Esta tradición de permanecer hablando indefinidamente se actualizó en 1917, para agilizar las discusiones sobre la entrada en la Primera Guerra Mundial. Entonces el Senado decidió que los debates se podrían cortar para proceder a la votación cuando hubiera una mayoría de 67 senadores. En 1975, ese requisito se bajó hasta los 60, cifra que perdura hasta la actualidad, según recoge The New York Times.

Por ello, ya no es necesario permanecer hablando sobre el estrado para retrasar una votación, ya que sólo hace falta construir un grupo de oposición de 41 senadores. No obstante, ocasionalmente se han seguido produciendo ejemplos de largas intervenciones para retrasar debates en la cámara, como esta misma semana.

Desde la noche del martes hasta media mañana del miércoles, el senador demócrata por Oregón Jeff Merkley intentó impedir la confirmación de Gorsuch con un discurso de 15 horas y 28 minutos contra el juez conservador y en defensa del filibusterismo. “Llamo a mis compañeros”, afirmó durante su intervención, “a revertir este acto oscuro antes de que se complete”.

LOS CINCO DISCURSOS MÁS LARGOS

Los episodios de filibusterismo más memorables de la historia norteamericana superan en algunos casos las 24 horas, aunque ninguno de ellos fue para frenar candidatos, sino leyes. Todo está permitido. Un congresista puede recurrir a la lectura de un documento histórico como la Constitución, a la lista de la compra o a las páginas amarillas.

Los registros del Senado estadounidense recogen que el ejercicio de filibusterismo más largo se produjo en 1957, según indica la publicación ThoughtCo.
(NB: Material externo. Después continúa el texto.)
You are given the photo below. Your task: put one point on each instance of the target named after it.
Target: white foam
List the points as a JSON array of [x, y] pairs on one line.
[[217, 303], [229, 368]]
El senador Strom Thurmond de Carolina del Sur estuvo hablando 24 horas y 18 minutos contra la Ley de Derechos Civiles de 1957, que buscaba asegurar que la población negra pudiera ejercer su derecho al voto en las elecciones federales.

Thurmond empezó su discurso a las 20.54 el 28 de agosto y continuó hasta las 21.12 de la noche siguiente, recitando la Declaración de Independencia, la Carta de Derechos, el discurso de despedida del presidente George Washington y otros documentos históricos.

Desde luego no fue el único legislador en emplear esta herramienta, ya que en aquel debate los senadores consumieron 57 días entre el 26 de marzo y el 19 de junio, cuando finalmente se promulgó la Ley de Derechos Civiles.

El segundo caso más prolongado lo protagonizó el senador por Nueva York Alfonse D'Amato, quien habló durante 23 horas y 30 minutos para detener el debate sobre un proyecto de ley de 1986 que establecía recortes en el gasto militar y que paralizaba la construcción de un avión de reacción que se estaba realizando en su estado.

Seis años después, en 1992, D'Amato volvió a hacer gala de una interminable oratoria durante 15 horas y 14 minutos para retrasar la aprobación de una ley sobre impuestos.

El tercer senador de esta clasificación es Wayne Morse, de Oregon, apodado como "el tigre del Senado" por su tendencia a meterse en polémicas. Tomó la palabra durante 22 horas y 26 minutos para detener el debate de una ley sobre petróleo en 1953.

El cuarto caso fue conducido por el senador por Wisconsin Robert La Follette Sr., que habló durante 18 horas y 23 minutos para retrasar un debate parlamentario sobre el proyecto de ley Aldrich-Vreeland de 1908 que permitió al Tesoro de Estados Unidos prestar dinero a los bancos durante una crisis fiscal.

Finalmente, William Proxmire, también por Wisconsin, habló durante 16 horas y 12 minutos para detener un debate sobre un aumento del techo de la deuda pública en 1981, ya que estaba preocupado por el nivel de endeudamiento del país. Su intervención obligó a mantener la sesión durante la noche, lo que le valió críticas por el coste público por dejar abierta la cámara.